Santa Rosa Web Designer: What’s on Your Home Page?
As a website designer, Santa Rosa businesses often ask me for suggestions on how to handle web design when it comes to their home page content. Let me begin with a quick overview of what’s happening on the home page and what you want it to accomplish.
Your home page is the “front door” to your website. It may not always be the first place site visitors land (especially if you’re doing internet marketing), but for visitors who do land there, it plays a key role. Here’s what’s on their mind:
- What is this site (or business) about, and do I want to invest further time here?
- What’s different / better about this provider? Why should I consider doing business with this provider?
- Where can I go on this site to get more information about my specific need or desire?
Keep in mind that this is not even a conscious wish list of information. The brain is scanning the home page for these answers—typically in a matter of seconds. So, your content must address the visitor’s informational needs. Otherwise, they will abandon their search and move on to the next website.
Home Page Web Design Tips to Remember
- Start with a headline at the top. Nutshell your offering and/or value proposition and, if search ranking is important, make sure it contains your main keywords. For example, “Santa Rosa Web Designer” is included in my headline, since this is one of my main keywords. Search engines place more value on the phrase when it’s in an H1 tagged header (you can specify the type of headline in most website development platforms).
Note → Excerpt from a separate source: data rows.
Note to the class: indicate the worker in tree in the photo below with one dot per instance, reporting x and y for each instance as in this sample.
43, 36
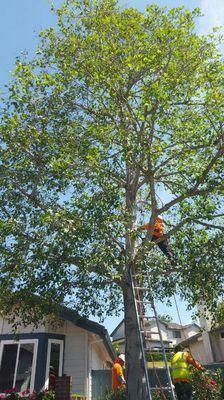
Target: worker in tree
181, 373
158, 232
118, 380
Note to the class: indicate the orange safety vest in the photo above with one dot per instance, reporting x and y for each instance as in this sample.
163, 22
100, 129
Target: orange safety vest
158, 227
117, 371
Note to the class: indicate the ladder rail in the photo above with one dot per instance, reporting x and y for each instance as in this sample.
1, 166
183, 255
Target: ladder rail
141, 341
164, 352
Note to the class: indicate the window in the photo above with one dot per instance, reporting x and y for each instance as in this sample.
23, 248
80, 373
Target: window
17, 364
177, 334
54, 361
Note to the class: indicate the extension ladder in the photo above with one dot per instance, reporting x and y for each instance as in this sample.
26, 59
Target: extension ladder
143, 301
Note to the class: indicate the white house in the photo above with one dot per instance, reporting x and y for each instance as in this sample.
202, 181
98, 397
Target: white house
172, 334
198, 346
75, 347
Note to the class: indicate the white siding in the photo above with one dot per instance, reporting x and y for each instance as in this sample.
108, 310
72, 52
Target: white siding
75, 357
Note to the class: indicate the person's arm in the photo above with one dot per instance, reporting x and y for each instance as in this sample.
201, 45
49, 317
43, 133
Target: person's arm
193, 362
121, 379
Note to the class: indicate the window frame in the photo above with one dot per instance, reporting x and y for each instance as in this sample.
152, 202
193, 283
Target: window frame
34, 362
61, 356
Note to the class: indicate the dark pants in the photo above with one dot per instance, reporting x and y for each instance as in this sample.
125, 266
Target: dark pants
183, 391
164, 247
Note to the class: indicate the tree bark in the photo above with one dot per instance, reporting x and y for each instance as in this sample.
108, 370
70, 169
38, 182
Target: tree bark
135, 374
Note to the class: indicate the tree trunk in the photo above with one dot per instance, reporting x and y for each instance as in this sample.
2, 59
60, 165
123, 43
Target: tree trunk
135, 374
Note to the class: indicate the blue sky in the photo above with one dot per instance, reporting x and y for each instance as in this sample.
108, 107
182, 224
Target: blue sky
20, 22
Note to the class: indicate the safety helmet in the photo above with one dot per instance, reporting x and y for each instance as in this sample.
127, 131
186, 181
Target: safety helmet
122, 357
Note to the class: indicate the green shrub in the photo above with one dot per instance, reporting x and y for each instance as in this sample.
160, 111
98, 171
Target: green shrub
120, 394
157, 395
203, 387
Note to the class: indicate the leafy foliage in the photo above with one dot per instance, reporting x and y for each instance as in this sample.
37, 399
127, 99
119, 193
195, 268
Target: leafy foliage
118, 109
204, 389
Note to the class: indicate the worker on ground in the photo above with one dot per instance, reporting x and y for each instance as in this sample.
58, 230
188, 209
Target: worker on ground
158, 232
181, 373
118, 380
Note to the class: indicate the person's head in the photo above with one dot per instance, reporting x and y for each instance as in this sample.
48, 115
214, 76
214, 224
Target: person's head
178, 348
121, 359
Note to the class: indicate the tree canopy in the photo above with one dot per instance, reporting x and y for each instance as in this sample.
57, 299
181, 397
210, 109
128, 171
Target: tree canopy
118, 118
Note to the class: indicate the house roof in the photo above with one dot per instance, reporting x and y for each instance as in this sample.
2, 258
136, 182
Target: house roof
169, 325
191, 339
122, 340
91, 326
199, 334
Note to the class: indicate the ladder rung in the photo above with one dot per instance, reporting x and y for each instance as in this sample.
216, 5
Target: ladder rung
144, 302
161, 387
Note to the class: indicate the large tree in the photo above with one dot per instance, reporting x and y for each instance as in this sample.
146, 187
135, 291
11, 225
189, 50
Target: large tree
118, 118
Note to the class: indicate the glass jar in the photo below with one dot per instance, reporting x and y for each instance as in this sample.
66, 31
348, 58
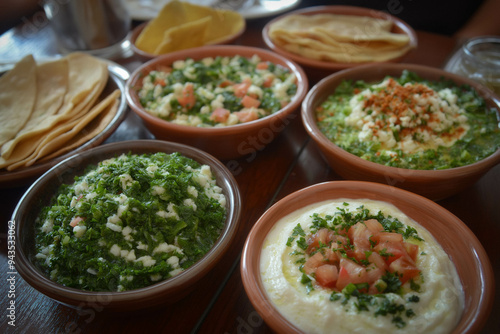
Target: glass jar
479, 59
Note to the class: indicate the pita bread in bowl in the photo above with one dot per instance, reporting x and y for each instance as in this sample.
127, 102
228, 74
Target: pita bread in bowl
182, 25
75, 103
330, 38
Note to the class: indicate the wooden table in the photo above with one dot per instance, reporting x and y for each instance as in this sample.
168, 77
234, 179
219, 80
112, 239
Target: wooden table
219, 303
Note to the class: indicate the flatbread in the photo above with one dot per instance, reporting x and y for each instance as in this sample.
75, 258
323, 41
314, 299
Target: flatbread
339, 38
184, 36
95, 127
86, 78
17, 97
60, 137
180, 25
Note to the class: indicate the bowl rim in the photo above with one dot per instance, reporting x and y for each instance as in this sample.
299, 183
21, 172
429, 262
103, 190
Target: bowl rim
250, 259
139, 28
343, 9
118, 75
224, 50
309, 121
60, 293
- Differentiate your business. Include content that addresses why someone should do business with you. Explain why you (as the provider or your offering) are better and/or different than the visitor’s other options in the marketplace. Include enough content to get the main point across. Bullet points are an effective way to approach this.
- Direct the visitor to further content. Highlight additional content your visitor might want to read. Use feature boxes as “advertisements” to click through to other content on your site.
And don’t get sucked into the “keep it short” myth that people won’t read your site if there’s too much content. Remember, they came to your website in the first place to get information—not vague impressions. So, pictures and taglines alone won’t do the trick. Prospective customers want to educate themselves on why they should do business with you, and they need information to make a good purchasing decision.
The point is to include enough content to get the job done. BUT—and this is important—make sure you parse your content so it is easy to scan. Use subheads, bullet points, graphics, boxes, colored text, etc. to break up your content so it looks reader-friendly.